# Mini Candy baking mold m&m size



## aangel (Dec 4, 2014)

Hello, I'm new to the forum and hopefully I'm posting in the right forum.

I'm wanting to make very small hard candy and I'm looking to find a mold for this project.

No bigger than an m&m size or even better if I could find a pea size mold that could do many at one time like a sheet tray mold or that flexible mold that you can twist to have the candy fall out when it hardens.

I've searched on the Internet and I can only find "cough drop" size.  That would be too big for my project.

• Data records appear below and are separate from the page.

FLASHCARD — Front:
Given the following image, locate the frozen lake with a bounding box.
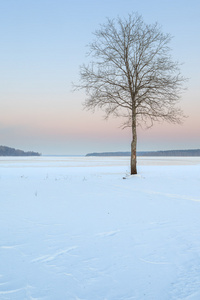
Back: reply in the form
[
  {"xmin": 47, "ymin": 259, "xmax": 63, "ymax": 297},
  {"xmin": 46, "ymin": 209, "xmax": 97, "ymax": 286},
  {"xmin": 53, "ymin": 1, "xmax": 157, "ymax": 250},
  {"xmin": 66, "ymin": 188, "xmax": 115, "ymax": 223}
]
[{"xmin": 0, "ymin": 155, "xmax": 200, "ymax": 168}]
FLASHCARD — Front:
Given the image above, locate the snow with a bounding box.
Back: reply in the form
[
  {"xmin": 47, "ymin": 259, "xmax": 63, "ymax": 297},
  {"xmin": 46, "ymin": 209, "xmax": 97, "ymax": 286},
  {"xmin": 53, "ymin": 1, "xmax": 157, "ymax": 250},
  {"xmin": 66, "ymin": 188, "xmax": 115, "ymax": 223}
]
[{"xmin": 0, "ymin": 156, "xmax": 200, "ymax": 299}]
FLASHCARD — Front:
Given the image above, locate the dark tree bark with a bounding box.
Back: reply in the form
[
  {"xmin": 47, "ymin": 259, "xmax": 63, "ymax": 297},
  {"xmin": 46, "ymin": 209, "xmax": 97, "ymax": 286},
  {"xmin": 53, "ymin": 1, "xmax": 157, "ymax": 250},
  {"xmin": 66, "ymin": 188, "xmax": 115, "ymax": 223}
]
[
  {"xmin": 131, "ymin": 111, "xmax": 137, "ymax": 175},
  {"xmin": 75, "ymin": 13, "xmax": 187, "ymax": 175}
]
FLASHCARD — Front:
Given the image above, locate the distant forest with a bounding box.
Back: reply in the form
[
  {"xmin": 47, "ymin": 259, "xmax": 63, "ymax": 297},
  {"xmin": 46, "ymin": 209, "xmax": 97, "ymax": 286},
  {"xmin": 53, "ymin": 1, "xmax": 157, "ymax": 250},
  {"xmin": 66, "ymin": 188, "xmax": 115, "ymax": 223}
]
[
  {"xmin": 0, "ymin": 146, "xmax": 41, "ymax": 156},
  {"xmin": 86, "ymin": 149, "xmax": 200, "ymax": 157}
]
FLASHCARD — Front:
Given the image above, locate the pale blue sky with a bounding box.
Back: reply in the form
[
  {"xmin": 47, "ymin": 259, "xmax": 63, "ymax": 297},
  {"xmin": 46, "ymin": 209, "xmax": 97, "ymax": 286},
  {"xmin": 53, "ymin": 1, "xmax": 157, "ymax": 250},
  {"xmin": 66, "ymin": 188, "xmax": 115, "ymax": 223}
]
[{"xmin": 0, "ymin": 0, "xmax": 200, "ymax": 154}]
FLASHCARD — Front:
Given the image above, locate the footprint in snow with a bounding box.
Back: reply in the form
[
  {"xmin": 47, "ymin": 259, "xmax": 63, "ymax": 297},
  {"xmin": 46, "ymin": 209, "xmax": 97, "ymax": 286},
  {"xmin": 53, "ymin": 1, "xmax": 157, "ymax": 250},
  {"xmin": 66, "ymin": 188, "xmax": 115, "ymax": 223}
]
[
  {"xmin": 31, "ymin": 246, "xmax": 78, "ymax": 263},
  {"xmin": 96, "ymin": 230, "xmax": 120, "ymax": 237}
]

Do they make such a thing? 

Any help would be Extremely thanked!


----------



## aangel (Dec 4, 2014)

Anyone?


----------



## flipflopgirl (Jun 27, 2012)

Have you seen the blue silicone molds that cake decorators (mostly) use?
The food safe silicone material is finally available to those of us willing to do the work and save $$$.
Lots of info out there ........

mimi


----------



## flipflopgirl (Jun 27, 2012)

Here you go http://www.makeyourownmolds.com/silicone-plastique

mimi


----------



## aangel (Dec 4, 2014)

Thank you, that will work for me.... you would think though they would have a plastic mold already made up for very small sized "dropplets" already.  I guess not, but thank you for your help.


----------



## flipflopgirl (Jun 27, 2012)

It's a conspiracy.
Glad I could help.
OBTW.... welcome to Chef Talk.

mimi


----------